# IST 718: Big Data Analytics

- Professor: Daniel Acuna <deacuna@syr.edu>
- TAs: Tong Zeng <tozeng@syr.edu>, Priya Matnani <psmatnan@syr.edu>

## General instructions:

- You are welcome to discuss the problems with your classmates but __you are not allowed to copy any part of your answers either from your classmates or from the internet__
- You can put the homework files anywhere you want in your http://notebook.acuna.io workspace but _do not change_ the file names. The TAs and the professor use these names to grade your homework.
- Remove or comment out code that contains `raise NotImplementedError`. This is mainly to make the `assert` statement fail if nothing is submitted.
- The tests shown in some cells (i.e., `assert` statements) are used to grade your answers. **However, the professor and TAs will use __additional__ test for your answer.

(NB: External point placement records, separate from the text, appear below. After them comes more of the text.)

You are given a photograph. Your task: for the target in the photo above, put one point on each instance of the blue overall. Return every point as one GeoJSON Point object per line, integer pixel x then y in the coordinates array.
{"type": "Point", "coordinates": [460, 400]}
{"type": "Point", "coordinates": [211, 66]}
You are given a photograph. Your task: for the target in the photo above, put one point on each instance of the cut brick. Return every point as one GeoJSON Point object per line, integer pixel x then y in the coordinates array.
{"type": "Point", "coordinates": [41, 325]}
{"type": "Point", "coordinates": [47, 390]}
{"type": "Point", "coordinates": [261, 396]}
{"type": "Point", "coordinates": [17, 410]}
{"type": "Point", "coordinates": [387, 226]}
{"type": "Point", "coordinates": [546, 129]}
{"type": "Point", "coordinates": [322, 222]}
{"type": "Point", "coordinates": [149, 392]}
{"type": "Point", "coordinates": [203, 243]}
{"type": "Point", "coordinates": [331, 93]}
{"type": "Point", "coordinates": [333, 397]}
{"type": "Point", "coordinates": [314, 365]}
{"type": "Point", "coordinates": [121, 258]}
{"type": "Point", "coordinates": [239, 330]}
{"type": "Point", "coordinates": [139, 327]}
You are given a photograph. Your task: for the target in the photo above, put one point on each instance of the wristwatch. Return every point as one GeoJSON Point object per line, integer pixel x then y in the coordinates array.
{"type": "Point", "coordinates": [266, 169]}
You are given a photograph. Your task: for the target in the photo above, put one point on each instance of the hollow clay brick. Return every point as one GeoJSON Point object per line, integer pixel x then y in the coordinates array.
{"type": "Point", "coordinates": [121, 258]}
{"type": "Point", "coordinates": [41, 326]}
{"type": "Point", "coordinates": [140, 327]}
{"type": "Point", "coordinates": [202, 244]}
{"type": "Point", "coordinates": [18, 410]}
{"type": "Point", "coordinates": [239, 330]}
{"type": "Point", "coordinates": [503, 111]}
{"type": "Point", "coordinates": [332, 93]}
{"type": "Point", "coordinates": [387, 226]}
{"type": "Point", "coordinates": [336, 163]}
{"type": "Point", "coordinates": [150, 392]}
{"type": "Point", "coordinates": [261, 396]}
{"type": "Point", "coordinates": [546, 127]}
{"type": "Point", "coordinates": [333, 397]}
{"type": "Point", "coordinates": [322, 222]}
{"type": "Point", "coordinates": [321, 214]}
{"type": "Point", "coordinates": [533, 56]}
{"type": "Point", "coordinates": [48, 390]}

Think about cases where your code should run even if it passess all the tests you see.**
- Before downloading and submitting your work through Blackboard, remember to save and press `Validate` (or go to 
`Kernel`$\rightarrow$`Restart and Run All`). 
- Good luck!

In [None]:
# load these packages
from pyspark.ml import feature
from pyspark.ml import clustering
from pyspark.ml import Pipeline
from pyspark.sql import functions as fn
import numpy as np
from pyspark.sql import SparkSession
from pyspark.ml import feature, regression, evaluation, Pipeline
from pyspark.sql import functions as fn, Row
import matplotlib.pyplot as plt
spark = SparkSession.builder.getOrCreate()
sc = spark.sparkContext
import pandas as pd

# Part 1. Unsupervised learning

I would recommend to follow the notebook `unsupervised_learning.ipynb` first, shared through the IST 718 repository.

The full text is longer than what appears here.